Fire the chairman of the SEC?

It's twice in one day for McCain, but he's the one getting the press.  I'm sure if Obama had a statement, he would be featured here as well.

The article is here:

McCain wants to fire the chairman of the SEC for letting "speculators and hedge funds turn our markets into a casino.

Just what did you think the stock market was, Mr.
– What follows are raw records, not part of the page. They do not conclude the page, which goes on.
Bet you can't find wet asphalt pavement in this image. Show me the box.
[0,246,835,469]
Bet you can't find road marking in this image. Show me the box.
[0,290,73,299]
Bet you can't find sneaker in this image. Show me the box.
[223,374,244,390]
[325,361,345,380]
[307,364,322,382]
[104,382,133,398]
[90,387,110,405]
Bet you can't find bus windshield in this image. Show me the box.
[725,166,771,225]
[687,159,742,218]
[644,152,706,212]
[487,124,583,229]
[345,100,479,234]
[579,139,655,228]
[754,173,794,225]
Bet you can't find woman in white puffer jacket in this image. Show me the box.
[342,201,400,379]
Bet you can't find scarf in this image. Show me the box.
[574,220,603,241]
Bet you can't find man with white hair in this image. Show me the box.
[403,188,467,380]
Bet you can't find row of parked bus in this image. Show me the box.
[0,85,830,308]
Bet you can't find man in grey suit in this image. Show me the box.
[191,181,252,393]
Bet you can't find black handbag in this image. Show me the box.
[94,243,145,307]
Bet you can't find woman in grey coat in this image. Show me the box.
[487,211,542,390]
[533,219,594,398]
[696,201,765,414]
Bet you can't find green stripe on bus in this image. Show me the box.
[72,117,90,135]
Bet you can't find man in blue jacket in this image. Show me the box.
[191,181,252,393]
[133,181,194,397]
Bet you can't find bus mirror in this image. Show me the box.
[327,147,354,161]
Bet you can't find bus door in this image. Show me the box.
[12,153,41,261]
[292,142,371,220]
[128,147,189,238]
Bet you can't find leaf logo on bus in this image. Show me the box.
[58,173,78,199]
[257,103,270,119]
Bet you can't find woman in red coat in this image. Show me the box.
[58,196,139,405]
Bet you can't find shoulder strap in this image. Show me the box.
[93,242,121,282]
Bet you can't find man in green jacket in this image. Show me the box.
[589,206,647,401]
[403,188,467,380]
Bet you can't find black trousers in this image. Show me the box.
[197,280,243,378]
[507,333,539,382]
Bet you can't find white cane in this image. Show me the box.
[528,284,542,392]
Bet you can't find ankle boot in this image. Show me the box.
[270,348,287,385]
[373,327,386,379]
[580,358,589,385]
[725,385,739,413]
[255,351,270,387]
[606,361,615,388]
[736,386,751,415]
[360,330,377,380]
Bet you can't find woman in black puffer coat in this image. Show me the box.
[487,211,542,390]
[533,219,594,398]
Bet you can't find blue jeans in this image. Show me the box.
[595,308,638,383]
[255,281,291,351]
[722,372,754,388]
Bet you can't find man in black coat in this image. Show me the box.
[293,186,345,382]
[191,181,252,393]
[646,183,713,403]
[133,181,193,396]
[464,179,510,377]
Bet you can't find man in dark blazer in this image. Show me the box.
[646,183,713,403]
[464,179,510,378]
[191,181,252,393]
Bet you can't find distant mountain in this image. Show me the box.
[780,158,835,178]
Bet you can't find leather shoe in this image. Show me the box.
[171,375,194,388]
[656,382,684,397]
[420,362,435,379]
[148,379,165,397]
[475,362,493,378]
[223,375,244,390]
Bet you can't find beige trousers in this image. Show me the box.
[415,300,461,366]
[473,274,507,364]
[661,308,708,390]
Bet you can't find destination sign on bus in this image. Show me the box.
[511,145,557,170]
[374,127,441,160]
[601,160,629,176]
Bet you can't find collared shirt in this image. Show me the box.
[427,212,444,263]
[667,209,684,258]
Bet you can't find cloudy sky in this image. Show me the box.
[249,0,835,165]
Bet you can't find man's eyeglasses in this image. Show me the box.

McCain?  Have you not noticed the big writing when you log into your brokerage account: NOT FDIC INSURED, INVESTMENTS MAY LOSE VALUE.  Remain silent when the market goes up, and then fire somebody when it goes down.  I think that's exactly the strategy that got our banks into this crisis.  (more on this here)

There was someone else in history who spent this much time railing against speculators.  Lenin.

(Not to mention that even if the SEC chairman was somehow to blame, firing him now is a little bit belated.)

But the financial crisis is dominating the news, and nobody understands it, least of all the candidates.  But they have to find something to say about it, so they're looking for the most innocuous sound bites possible, that create the illusion of action without betraying their confusion.  By that measure, McCain is doing pretty good, but that's exactly the kind of comment that this blog despises.

McCain's policy grade: 3/10  for effort, and for his awareness and acknowledgement of the financial crisis.

Scary words of today

John McCain speaking in Michigan:
"I'm here to send a message to Washington and Wall Street: We are not going to leave the workers here in Michigan hung out to dry while we give billions in taxpayer dollars to Wall Street. It is time to get our auto industry back on its feet. It's time for a new generation of cars and for loans to build the facilities that will make them."
Because in the midst of a financial crisis caused by bad loans, what we need most are more government loans to uncompetitive companies.  Auto manufacturers begging for a handout is sheer opportunism - they were failing long before the financial crisis got underway.

But the bailout wave is creating a new political strategy.  Now that the government is giving out billions, just promise billions and billions to everybody.

Are Americans smart enough to realize that government is not a money tree, and that promise billions for everybody could have worse consequences than what we're currently seeing?

McCain's policy grade: 2/10.  Pure pandering, and an economically disastrous policy.  The 2 points are only because this is my first post and so I thought I should be nice.

...and I just can't take it anymore

I didn't want to start a political blog.

But I can't help myself.  The election season is making me crazy.

Our politicians pander to us, tell us things they think we want to hear, things to make us think they are like us.  Instead of substance and policy, we get sound bites carefully targeted to tickle our stereotypes and create some kind of false connection between us and our candidates.

But democracy is about the population choosing the policies, not just the pretty face that gets to be president, and whether it is black or white, a man or a woman, somehow like us or not.

How can we get our politicians to treat us as though we care what they're going to do in office, instead of just what they are going to look like?

It starts with de-electioneering, digging deep into their hogwash and calling out the self-serving intentions behind the things they say.  That's what this place is about.